As a youth, Ho trekked out to Venice by bike or bus to surf with friends. His favorite surf spot was the breakheads at P.O.P., a.k.a. Pacific Ocean Park, long before its slow 1970s demise.
Food-wise, the main hangout was on Ocean Front Walk between Navy Street and Rose Avenue at what he and his buds called “the German Place” (it was German-American owned), which served generous breakfasts for 99 cents. Ho thinks On the Waterfront Café stands at the location today, but he’s hazy on that because
“the topography has changed so much,” he said.
Cora’s Café in Santa Monica and Tito’s Tacos in Culver City were other mainstays, but these days Ho and fellow surfers convene on Washington Boulevard in Marina del Rey for breakfast at Mercede’s Grille.
“That place is the bomb!” he said.
Ho divides his time between Venice and the North Shore, where he has opened several surfboard production shops. He misses the islands when he’s not surfing in Wiamea Bay, but he still loves Venice and Dogtown, despite gentrification pains in recent years.
“What are you gonna do about it? You’re either gonna cry about it or… I know so many people here in the culture that I have grown up with,” he said.
Ho, however, doesn’t perceive a positive cultural contribution from the influx of creatives surfing the web for Silicon Beach.
“I haven’t felt it,” he said. “It takes a little while for that stuff to filter down.”
The two smallest boards (six footers) featured in “The Board” include the very Ho model Allen Sarlo used earlier this year to weave in and out of the columns supporting the Venice Pier during swells generated by Hurricane Marie on Aug. 27, a.k.a. “Big Wednesday 2014.”
For Ho, it’s his trusty single-fin long-board that’s proved magical.
“This one has been good to me for the past 15 years,” he said, stroking his original — the one board on display that’s not for sale.
Going long or short with a board is a personal choice, he adds.
“Each person has a different set of circumstances: their weight, their height.
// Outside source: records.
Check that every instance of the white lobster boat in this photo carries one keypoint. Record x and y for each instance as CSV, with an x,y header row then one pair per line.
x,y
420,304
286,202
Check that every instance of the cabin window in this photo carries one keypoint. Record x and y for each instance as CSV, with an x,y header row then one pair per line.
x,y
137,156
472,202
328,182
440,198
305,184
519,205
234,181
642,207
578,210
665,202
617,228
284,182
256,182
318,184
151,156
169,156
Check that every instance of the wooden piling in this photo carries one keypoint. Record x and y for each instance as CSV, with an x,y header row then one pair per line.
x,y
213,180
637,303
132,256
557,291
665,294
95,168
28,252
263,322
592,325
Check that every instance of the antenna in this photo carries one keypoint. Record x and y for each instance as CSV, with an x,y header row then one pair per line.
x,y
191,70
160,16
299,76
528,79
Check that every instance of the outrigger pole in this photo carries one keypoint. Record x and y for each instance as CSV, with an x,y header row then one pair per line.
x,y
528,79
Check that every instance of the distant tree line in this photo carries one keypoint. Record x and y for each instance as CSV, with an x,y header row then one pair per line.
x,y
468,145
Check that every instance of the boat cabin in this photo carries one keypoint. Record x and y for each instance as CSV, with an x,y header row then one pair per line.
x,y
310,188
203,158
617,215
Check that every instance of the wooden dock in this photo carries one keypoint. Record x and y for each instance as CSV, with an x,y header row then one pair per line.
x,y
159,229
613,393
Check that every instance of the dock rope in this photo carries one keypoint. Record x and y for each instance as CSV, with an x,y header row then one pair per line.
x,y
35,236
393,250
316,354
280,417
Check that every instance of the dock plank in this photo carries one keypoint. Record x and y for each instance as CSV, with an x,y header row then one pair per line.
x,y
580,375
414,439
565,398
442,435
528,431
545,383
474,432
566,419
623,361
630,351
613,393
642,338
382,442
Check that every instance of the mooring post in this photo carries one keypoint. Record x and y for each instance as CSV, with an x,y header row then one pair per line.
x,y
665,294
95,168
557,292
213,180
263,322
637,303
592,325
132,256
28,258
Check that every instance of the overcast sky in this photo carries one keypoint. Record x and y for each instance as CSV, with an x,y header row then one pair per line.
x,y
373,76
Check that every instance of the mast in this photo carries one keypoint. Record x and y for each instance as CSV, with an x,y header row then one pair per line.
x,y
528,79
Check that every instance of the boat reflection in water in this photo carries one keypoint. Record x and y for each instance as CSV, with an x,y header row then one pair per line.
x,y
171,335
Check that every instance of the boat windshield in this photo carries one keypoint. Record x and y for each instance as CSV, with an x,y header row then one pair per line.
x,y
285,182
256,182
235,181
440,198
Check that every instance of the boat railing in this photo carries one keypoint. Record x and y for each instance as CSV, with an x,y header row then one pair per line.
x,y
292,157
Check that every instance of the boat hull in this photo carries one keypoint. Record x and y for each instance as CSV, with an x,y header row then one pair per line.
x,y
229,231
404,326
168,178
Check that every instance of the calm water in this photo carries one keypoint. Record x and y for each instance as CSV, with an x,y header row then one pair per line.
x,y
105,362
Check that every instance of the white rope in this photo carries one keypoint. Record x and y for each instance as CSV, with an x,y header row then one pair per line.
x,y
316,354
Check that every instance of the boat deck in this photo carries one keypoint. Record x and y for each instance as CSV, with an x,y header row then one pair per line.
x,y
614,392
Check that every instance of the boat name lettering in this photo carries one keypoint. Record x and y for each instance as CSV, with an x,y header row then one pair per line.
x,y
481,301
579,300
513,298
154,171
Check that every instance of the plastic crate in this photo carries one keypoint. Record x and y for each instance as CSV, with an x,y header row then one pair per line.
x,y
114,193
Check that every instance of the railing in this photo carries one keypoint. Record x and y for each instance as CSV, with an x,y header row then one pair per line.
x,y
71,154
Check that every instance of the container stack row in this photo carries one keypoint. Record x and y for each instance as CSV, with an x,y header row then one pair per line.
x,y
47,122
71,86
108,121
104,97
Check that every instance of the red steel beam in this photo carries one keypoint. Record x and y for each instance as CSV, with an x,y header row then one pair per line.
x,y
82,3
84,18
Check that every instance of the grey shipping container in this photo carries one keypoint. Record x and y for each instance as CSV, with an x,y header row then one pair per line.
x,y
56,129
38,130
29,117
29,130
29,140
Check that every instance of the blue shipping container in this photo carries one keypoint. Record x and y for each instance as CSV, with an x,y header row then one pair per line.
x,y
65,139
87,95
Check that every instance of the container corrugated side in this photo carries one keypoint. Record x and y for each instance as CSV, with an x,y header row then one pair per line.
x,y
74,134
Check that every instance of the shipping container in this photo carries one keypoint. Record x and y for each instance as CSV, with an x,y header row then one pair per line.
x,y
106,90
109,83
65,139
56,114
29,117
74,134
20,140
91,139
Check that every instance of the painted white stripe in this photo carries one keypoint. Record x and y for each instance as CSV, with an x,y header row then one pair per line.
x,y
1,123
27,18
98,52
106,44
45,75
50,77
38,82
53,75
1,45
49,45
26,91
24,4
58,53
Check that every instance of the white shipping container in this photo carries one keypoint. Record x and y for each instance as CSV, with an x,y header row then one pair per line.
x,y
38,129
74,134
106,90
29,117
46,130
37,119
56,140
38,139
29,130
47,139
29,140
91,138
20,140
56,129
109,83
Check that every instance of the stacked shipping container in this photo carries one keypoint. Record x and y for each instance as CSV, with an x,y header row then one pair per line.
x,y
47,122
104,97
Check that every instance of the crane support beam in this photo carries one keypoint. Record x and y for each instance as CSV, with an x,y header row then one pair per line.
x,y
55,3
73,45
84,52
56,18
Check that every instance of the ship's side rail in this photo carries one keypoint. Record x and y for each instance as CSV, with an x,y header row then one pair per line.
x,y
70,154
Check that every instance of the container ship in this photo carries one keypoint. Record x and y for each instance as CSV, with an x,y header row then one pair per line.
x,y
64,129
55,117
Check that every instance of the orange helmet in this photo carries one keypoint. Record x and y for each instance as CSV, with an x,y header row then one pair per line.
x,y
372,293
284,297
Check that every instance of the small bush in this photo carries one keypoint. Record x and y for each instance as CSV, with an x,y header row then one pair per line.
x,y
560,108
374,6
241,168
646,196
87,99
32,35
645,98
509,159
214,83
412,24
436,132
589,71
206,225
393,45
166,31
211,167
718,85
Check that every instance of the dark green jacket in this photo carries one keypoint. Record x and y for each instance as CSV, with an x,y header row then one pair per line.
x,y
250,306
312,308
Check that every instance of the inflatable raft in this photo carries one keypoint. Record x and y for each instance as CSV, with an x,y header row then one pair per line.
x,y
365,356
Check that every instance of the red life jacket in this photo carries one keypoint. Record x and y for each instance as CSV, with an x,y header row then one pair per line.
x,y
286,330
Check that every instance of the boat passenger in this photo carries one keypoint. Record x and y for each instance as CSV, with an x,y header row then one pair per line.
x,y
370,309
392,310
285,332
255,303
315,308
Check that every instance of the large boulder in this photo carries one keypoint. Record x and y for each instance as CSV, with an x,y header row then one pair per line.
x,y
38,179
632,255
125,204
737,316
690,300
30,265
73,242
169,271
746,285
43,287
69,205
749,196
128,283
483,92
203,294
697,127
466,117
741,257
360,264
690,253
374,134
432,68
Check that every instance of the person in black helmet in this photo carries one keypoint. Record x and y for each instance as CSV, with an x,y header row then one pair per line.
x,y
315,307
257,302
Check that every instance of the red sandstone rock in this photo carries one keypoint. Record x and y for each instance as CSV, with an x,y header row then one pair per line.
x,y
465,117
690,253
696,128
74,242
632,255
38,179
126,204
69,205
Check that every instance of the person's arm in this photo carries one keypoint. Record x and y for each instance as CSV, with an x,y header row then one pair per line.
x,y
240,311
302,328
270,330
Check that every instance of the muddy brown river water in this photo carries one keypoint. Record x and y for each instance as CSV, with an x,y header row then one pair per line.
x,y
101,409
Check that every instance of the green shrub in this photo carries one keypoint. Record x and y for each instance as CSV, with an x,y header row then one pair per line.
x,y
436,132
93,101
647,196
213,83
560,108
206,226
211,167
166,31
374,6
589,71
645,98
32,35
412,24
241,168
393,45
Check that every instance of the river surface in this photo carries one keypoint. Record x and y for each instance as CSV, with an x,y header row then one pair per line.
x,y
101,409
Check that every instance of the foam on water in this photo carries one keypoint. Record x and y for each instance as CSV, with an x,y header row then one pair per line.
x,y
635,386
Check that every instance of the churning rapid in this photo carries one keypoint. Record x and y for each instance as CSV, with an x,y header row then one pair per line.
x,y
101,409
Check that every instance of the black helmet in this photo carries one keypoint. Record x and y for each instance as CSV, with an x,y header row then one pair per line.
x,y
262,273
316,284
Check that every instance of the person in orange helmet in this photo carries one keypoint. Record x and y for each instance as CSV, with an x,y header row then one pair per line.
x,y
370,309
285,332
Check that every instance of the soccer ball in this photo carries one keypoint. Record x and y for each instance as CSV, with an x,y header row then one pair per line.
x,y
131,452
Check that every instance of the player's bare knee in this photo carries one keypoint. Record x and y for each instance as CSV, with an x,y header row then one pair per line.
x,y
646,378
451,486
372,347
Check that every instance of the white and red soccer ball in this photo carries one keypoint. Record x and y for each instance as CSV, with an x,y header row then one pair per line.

Everyone has to find their own thing. Everyone who surfs can identify with that,” Ho said.
In some ways, time has not budged for Ho, who pretty much does the same things he did as a teen.
When he’s not making boards (unlike in the ‘60s, he paints them with non-lead pigments now), Ho still surfs up and down California, from Venice to Malibu to an Oxnard location he took an oath among the locals not to divulge.
“I thought my mindset would change. I thought I would quit by 35. No, I’m well beyond 35!”